第4話 訓練の始まり
…コンッ カンッ
木と木がぶつかり合う音が家の前で響き渡っている。
「やーっ!!」
「まだまだ隙だらけだぞ〜〜」
ガンッ
ハマルの一撃で俺の手から木剣が弾き飛ばされ、そのまま俺は尻餅をつく。
「イテテ…やっぱり父さんは強いな」
「そりゃ、アルはまだ小さくて、力も弱いからね〜」
5歳になった俺はハマルとシャウラに武術や魔法を一日毎に交互に習っている。
今日は武術の日だ。武術、と言ってもハマルは器用なので朝、昼、夕方で体術と剣術、槍術、弓術を習っている。
今日はその2回目。
前回は基本的な知識だけ教えてもらった。
今はその確認として試合を行なっている。
体術と剣術でボロ負けだった俺は、続けて槍術でも他2つと同じ結果になった。
「今やって分かったと思うけど、アルは基礎がまだ全然できていないよね〜」
だから、とハマルは続けて
「武術は後回しにして、毎回筋力と体力のトレーニングをしていこうか〜
まず今日は家の周りを5周して、その後に体幹を鍛えて、腕立て伏せと腹筋を…50回かな?それぐらいやって貰うね〜腕立て伏せは、まだ辛いだろうから膝をついても良いけど、腹筋は頑張ろうね〜
あ、それ終わったらもう1回家の周りを3周走ってもらうね〜」
と、ニコニコしながら言った。
…鬼か!?
俺5歳児だぞ?
前世でもこんなに体を鍛えたことは無かったぞ⁉︎
それに家の周りを5周ーーいや合計で8周かーーって…
この家には物置小屋や畑がある為、普通の家より敷地が広い。
日本で言うところの小学校一つが入るくらいはあると思う。
そのせいで1周あたり約500m、8周だと約4kmになる訳だ。
5歳児にとってはキツすぎるだろう…
まぁ、お願いしたのは俺だし、止めることは無理そうだしな…
そう考えながら、ハマルを見る。
顔だけはいつも通りの笑顔なんだが、変な圧が加わっている様に見える。
はぁ…頑張れ、俺。
ーーー夕方
パチパチパチ
「やったね〜やっと全部終わったね〜」
拍手をしながらハマルが言う。
「ゼェゼェ……ゴホゴホゴホッ」
息が上がり過ぎていて、返事を出来ない。
やはり今の俺にはとてもキツかった…
もう全身ガクガクだ。
一番キツかったのがランニングで、時間も掛かった。
でも明日は魔術を習う日だからやらn…
「じゃあ明日も同じ事、やってもらうね〜 …あ、でも走るのは全部で2周、筋力トレーニングは30回だけでいいよ〜」
…明日もやるのか。
嫌なんだけど。
「……でも、明日は、魔法の日、だよ。

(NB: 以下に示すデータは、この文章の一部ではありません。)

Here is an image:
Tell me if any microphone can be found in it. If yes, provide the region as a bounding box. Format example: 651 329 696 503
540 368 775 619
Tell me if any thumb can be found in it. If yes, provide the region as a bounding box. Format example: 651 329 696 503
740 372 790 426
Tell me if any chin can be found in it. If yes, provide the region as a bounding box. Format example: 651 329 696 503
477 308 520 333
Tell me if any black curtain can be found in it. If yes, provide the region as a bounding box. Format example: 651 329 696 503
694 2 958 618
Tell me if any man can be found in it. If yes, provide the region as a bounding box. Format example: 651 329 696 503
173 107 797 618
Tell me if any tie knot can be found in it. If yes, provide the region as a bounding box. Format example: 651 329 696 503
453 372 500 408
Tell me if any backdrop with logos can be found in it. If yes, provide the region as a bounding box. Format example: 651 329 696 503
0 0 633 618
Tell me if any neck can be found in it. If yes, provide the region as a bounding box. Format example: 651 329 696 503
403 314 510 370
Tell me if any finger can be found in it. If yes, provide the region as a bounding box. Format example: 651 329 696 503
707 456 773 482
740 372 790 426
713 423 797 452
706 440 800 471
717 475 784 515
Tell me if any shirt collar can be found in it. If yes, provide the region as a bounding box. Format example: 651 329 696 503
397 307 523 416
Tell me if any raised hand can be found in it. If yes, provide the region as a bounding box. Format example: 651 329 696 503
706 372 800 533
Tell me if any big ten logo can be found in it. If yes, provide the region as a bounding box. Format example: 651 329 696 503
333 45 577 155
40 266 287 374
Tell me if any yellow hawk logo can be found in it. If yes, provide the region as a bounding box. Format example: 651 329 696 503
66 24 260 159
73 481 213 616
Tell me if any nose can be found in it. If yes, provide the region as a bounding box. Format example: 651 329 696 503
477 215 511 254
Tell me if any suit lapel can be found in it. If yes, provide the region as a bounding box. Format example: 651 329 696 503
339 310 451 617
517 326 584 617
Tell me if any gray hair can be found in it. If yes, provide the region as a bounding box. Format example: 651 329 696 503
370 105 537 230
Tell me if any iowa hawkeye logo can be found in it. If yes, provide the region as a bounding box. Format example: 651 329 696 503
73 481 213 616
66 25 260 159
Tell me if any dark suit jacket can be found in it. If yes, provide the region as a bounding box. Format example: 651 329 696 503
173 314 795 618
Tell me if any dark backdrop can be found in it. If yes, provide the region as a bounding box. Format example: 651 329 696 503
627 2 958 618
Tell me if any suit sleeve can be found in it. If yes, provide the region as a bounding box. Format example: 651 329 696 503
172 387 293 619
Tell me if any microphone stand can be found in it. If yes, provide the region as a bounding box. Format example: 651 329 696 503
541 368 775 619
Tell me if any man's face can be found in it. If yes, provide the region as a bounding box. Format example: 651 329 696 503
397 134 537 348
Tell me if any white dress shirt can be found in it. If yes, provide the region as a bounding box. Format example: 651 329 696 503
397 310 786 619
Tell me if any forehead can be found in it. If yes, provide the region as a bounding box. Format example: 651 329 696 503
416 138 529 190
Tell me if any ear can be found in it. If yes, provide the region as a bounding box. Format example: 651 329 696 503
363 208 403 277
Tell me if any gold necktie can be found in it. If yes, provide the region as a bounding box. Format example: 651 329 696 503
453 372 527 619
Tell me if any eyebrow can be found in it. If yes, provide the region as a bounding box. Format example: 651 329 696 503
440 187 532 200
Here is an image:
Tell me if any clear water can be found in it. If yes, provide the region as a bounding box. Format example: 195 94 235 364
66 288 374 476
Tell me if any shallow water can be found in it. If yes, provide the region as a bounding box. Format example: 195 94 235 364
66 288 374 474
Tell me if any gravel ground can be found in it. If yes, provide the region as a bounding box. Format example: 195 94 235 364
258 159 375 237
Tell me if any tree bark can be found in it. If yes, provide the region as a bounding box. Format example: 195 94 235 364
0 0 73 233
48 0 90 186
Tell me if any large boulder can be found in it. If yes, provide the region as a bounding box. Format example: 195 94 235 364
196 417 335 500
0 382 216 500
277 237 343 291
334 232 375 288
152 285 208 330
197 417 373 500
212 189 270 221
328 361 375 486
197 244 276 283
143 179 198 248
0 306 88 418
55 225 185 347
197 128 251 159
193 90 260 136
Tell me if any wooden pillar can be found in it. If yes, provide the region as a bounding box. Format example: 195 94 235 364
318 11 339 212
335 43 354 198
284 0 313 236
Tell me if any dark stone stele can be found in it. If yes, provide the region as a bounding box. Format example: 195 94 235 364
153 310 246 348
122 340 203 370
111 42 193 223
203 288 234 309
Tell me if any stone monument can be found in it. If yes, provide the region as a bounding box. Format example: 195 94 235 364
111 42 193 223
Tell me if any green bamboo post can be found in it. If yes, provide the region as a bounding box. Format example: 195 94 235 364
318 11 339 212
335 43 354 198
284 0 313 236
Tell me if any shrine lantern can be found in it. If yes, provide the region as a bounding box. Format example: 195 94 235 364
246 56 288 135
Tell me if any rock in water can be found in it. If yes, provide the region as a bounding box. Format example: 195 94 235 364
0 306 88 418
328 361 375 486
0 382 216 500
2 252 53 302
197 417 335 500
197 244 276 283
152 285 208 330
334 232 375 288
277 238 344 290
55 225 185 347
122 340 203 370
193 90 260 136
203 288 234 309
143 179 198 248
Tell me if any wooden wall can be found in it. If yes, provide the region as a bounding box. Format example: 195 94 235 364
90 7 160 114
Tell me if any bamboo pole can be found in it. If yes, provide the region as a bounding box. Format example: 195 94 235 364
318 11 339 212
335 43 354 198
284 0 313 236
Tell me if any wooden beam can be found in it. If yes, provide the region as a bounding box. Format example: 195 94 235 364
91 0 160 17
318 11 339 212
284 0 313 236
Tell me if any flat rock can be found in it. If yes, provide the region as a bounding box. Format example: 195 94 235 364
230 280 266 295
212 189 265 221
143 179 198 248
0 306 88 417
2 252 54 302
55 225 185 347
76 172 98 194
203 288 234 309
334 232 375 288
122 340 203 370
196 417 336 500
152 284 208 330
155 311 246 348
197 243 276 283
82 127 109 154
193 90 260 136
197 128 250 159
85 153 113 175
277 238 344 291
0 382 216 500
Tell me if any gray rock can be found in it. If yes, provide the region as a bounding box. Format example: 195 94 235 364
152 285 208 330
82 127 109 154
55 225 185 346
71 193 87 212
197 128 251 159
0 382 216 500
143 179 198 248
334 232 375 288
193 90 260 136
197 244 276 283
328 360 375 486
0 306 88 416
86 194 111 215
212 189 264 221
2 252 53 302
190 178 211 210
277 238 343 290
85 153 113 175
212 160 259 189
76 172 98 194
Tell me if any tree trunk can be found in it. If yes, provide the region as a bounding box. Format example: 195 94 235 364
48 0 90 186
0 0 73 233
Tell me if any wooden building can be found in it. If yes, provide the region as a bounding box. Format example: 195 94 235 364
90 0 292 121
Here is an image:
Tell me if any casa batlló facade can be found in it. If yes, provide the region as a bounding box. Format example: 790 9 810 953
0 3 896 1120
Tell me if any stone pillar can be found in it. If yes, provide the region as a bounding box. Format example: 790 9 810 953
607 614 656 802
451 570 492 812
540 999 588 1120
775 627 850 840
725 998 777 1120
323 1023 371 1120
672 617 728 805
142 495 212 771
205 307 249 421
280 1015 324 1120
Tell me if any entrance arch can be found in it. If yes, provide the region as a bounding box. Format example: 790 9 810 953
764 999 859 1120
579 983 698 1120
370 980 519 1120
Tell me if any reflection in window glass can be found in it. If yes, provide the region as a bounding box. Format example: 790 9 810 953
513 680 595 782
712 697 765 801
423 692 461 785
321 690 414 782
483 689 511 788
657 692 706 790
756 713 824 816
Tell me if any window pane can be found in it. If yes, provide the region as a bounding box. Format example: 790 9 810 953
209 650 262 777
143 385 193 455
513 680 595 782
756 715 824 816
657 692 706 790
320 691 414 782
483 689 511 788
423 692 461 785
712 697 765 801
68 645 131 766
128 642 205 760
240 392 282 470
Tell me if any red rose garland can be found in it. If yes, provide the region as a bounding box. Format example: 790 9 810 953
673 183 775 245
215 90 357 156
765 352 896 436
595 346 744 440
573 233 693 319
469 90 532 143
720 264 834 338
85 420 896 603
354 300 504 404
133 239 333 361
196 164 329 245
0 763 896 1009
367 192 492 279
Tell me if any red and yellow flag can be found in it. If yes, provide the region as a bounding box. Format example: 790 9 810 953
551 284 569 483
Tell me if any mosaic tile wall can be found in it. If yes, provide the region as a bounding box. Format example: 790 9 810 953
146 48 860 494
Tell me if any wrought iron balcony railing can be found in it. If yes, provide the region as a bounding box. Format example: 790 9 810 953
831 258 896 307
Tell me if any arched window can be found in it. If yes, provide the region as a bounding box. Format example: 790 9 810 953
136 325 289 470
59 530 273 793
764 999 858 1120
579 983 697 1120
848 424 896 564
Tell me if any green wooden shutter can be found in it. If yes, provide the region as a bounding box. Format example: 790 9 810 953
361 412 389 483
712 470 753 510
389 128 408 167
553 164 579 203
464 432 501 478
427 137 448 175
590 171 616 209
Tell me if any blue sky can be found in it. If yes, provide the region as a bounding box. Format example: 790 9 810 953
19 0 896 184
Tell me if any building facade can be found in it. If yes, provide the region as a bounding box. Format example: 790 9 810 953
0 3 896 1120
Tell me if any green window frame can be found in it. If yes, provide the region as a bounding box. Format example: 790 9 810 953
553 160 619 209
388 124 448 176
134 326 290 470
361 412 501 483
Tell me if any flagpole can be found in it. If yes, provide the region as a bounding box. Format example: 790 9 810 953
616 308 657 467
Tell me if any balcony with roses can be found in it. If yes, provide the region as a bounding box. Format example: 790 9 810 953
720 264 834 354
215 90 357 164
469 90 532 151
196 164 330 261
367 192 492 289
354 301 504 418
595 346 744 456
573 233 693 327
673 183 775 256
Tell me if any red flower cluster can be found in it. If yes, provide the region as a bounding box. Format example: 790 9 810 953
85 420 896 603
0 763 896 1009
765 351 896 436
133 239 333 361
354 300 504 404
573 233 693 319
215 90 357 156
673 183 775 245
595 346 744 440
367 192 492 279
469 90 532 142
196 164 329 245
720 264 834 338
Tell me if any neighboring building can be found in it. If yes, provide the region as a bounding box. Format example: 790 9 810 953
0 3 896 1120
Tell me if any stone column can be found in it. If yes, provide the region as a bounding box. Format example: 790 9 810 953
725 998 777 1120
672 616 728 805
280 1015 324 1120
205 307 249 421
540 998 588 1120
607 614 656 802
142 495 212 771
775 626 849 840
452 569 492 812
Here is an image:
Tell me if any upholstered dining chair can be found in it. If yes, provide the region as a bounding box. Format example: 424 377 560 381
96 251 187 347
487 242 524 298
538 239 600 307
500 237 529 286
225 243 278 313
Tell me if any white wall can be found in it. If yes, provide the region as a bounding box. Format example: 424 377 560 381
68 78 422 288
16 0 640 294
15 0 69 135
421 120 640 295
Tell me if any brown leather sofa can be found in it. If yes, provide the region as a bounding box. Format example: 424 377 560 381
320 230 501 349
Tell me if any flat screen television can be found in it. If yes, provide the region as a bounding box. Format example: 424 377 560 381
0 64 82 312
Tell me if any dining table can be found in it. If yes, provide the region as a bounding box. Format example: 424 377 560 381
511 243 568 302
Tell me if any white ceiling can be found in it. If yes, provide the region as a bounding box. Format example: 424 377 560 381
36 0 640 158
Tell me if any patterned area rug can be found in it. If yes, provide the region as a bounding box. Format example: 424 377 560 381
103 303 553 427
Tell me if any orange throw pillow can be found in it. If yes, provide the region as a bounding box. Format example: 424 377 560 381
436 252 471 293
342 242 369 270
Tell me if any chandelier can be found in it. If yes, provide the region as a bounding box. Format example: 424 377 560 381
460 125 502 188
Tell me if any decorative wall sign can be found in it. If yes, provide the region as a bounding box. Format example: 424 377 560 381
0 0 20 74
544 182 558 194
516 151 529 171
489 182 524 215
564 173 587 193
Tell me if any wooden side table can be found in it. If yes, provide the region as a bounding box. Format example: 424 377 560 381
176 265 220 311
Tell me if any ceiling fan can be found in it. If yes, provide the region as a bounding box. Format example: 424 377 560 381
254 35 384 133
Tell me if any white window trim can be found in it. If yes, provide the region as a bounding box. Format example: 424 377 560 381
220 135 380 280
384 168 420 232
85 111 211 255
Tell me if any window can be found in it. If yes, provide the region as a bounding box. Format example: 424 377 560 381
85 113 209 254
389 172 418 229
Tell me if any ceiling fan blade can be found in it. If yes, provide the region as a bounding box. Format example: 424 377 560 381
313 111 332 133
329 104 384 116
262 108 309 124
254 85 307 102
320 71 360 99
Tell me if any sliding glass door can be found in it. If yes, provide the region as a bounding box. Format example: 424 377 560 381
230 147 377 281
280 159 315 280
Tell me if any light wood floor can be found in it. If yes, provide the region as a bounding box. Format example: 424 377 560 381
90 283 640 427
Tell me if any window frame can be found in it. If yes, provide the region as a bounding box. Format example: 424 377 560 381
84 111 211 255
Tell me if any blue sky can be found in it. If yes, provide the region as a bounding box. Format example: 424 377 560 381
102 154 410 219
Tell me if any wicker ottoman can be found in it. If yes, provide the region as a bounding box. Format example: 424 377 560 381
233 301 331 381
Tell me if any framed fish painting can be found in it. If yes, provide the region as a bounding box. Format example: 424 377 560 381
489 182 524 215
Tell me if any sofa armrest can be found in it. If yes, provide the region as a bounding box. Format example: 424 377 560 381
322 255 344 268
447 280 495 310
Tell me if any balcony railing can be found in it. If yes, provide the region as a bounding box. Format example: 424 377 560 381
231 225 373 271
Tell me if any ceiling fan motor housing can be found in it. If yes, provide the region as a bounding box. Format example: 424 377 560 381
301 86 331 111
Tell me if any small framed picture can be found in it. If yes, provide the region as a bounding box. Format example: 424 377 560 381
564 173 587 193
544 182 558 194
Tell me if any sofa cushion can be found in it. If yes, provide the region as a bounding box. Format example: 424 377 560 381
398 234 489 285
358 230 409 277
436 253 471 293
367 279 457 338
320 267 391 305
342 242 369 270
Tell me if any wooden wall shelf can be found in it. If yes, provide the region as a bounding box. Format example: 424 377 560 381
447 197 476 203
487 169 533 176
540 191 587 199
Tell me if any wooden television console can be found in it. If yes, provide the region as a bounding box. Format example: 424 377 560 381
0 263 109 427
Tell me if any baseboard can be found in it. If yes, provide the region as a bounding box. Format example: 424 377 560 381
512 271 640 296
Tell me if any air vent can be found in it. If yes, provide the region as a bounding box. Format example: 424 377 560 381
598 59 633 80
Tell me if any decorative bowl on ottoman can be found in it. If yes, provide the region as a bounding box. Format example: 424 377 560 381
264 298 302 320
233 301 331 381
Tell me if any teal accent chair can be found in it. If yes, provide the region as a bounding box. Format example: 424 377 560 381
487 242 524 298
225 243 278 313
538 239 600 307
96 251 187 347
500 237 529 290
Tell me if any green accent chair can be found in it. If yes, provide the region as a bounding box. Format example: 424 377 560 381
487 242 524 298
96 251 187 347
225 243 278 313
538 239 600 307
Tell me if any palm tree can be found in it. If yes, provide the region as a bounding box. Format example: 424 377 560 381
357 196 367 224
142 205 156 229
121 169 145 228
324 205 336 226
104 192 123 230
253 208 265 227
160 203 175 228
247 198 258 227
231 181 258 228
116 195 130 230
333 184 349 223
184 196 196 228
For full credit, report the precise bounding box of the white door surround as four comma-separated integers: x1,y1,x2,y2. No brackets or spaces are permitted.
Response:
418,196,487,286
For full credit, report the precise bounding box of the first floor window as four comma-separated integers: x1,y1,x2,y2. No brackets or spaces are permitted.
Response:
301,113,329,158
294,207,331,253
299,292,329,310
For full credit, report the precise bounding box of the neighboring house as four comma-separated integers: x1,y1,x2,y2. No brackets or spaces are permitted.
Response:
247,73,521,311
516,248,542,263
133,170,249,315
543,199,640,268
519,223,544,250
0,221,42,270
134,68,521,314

」
息を整えながら少し反論してみる。
「うん。だから朝のうちに終わらせようね〜シャウラもそれで良いでしょ??」
「ええ、良いわよ。」
!?
振り向くと、家の玄関前にシャウラが座っていた。
全く気づかなかった。忍者か⁉︎いや、それを言うならくノ一か?
「じゃあ、明日の魔法の勉強はお昼からね。」
この日から俺の、5歳児にしては過酷なトレーニングーー普通に前世でもキツイと思うーーが始まった。
そして飯の量も増え、いつもより多い晩飯を出さた。
「今日からこの量を全部食べてね〜」
とハマルに笑顔で言われ、俺はそれを平らげなければいけなかった。
キツかった…。
そしてベッドに入ると、泥のように眠った。